The authors present visual representations of address reference traces for a SPEC92 benchmark (tomcatv), a DEC C compiler, and for an SQL database server. SPEC92 benchmarks such as tomcatv produce very regular and simple address reference patterns, whereas the SQL server's pattern is nearly indistinguishable from white noise. From this observation, the authors argue that SPEC benchmarks are poor predictors of performance for large commercial software, and that caches don't work.
Comments
Some people in the class did not agree with Sites' conclusion that
"caches don't work". Sites does not discuss the impact of a 3rd or 4th
level cache and cache size.
Someone pointed out that the SQL server -- similar to an OS-- being a large piece of software, was written by many people and that it may not be tuned for memory performance.
This paper explores the impacts of techniques to hide memory latency in processor (super-scalar, out-of-order issue) and memory subsystem architectures (lockup-free caches, large block size). The authors argue that such techniques transform the latency problem into a pin bandwidth problem. To measure the impact of bandwidth limitation, the execution time is broken down into processing time, raw memory latency time, and bandwidth time, where bandwidth time accounts for stalled cycles due to contention in the memory system. The authors support their thesis by measuring the execution time breakdown of a set of SPEC92 benchmarks on simulations of MIPS-like processors. Processors with aggressive latency hiding show substantially higher fractions of bandwidth stalls in the execution time.

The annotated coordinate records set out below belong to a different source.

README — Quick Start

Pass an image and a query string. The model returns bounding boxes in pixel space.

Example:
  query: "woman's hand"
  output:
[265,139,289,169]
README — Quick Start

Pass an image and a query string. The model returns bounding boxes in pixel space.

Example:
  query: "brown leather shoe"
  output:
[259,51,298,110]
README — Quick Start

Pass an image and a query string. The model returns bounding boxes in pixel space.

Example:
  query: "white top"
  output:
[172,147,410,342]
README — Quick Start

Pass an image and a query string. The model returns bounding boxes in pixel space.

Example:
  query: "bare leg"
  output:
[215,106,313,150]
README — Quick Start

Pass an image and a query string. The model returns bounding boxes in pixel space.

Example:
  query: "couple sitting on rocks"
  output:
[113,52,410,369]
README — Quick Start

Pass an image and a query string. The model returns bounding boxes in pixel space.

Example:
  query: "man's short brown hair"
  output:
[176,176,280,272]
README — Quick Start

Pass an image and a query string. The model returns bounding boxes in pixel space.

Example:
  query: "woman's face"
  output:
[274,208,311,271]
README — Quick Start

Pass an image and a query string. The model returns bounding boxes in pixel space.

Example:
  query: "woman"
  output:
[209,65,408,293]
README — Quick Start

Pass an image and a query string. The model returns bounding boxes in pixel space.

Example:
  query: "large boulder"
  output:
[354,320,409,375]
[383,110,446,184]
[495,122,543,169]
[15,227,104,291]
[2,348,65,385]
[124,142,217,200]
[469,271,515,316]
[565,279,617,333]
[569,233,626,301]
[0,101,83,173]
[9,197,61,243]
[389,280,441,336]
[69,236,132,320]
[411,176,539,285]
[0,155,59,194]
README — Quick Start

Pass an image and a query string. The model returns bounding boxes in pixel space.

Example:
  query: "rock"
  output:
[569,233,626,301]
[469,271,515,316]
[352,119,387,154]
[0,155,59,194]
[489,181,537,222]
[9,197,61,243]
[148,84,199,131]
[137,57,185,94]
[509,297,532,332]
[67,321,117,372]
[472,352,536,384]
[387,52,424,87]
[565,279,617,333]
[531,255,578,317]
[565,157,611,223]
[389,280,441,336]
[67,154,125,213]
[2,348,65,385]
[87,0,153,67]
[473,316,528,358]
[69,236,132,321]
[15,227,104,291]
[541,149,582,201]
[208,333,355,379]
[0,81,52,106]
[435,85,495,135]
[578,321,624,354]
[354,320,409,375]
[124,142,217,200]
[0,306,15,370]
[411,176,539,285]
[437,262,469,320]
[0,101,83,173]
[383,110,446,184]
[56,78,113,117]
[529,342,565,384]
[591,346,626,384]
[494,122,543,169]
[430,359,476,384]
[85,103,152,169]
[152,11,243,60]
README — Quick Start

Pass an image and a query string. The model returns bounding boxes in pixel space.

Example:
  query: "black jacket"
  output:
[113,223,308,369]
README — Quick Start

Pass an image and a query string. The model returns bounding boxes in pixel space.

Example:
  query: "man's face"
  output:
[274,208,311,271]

The authors view pin-bandwidth requirements of CPUs of the next decade as a major obstacle, both in terms of needed pins (several thousand) and the clock frequency (several GHz). As an alternative, the authors propose to increase the effective pin bandwidth (apparent bandwidth seen by the processor) by improving the on-chip caches. Contrasting a perfectly managed cache (fully associative, min-replacement, write and read around, 4-byte blocks) to a direct mapped cache with 32-byte blocks, they quantify the opportunity to increase effective pin-bandwidth by 1 to 2 orders of magnitude. The biggest benefit appears to come from small block sizes, whereas min-replacement has a small impact. Finally they point out that increasing the effective pin bandwidth does not necessarily reduce the execution time. Some programs benefit from small block sizes, others with spatial locality from large ones. As a consequence, the authors suggest that block size be put under program control.
Comments
It was felt that one of the main contributions of the paper was the
split of execution time into processing time, memory
stall time, and bandwidth stall time.
The maximum bandwidths of the simulated architecture are 7.2GB/s (4-way super-scalar, 2 load/store units at 300MHz) between processor and L1 cache, 1.3GB/s between L1 and L2 cache, 0.8GB/s between L2 and memory. These numbers seem to suggest that the architecture isn't well balanced. According to the paper, the traffic ratio for the 128KB L1 cache is 0.55 on average, which suggests that for the most aggressive CPU, the bandwidth between L1 and L2 should be at least 4GB/s. In view of this, the bandwidth limitation does not come as a surprise.
Someone mentioned that the raw pin-bandwidth of processors isn't fully utilized today due to protocol limitations. Redesigning the transfer protocol across processor pins may yield higher bandwidth.
Another comment concerned the suggestion in the paper of program controlled block-size. From the simulations in the paper it appears that two block-sizes (16B and 128B) may be enough to cover a wide range of applications. On the same issue, someone gave the following reference:
Dubnicki, C.; LeBlanc, T.J. Adjustable block size coherent caches. (19th Annual International Symposium on Computer Architecture, Gold Coast, Qld., Australia, 19-21 May 1992). Computer Architecture News, May 1992, vol.20, (no.2):170-80.
Another technique used in some LISP systems to compact list data-types and avoid indirection is cdr-coding. The idea of list compaction has been investigated in a project by Eric Anderson, and is also a subject in the Titanium compiler project at Berkeley.
It was pointed out that there is a correlation between programs exhibiting good spatial locality and the ability to vectorize such programs.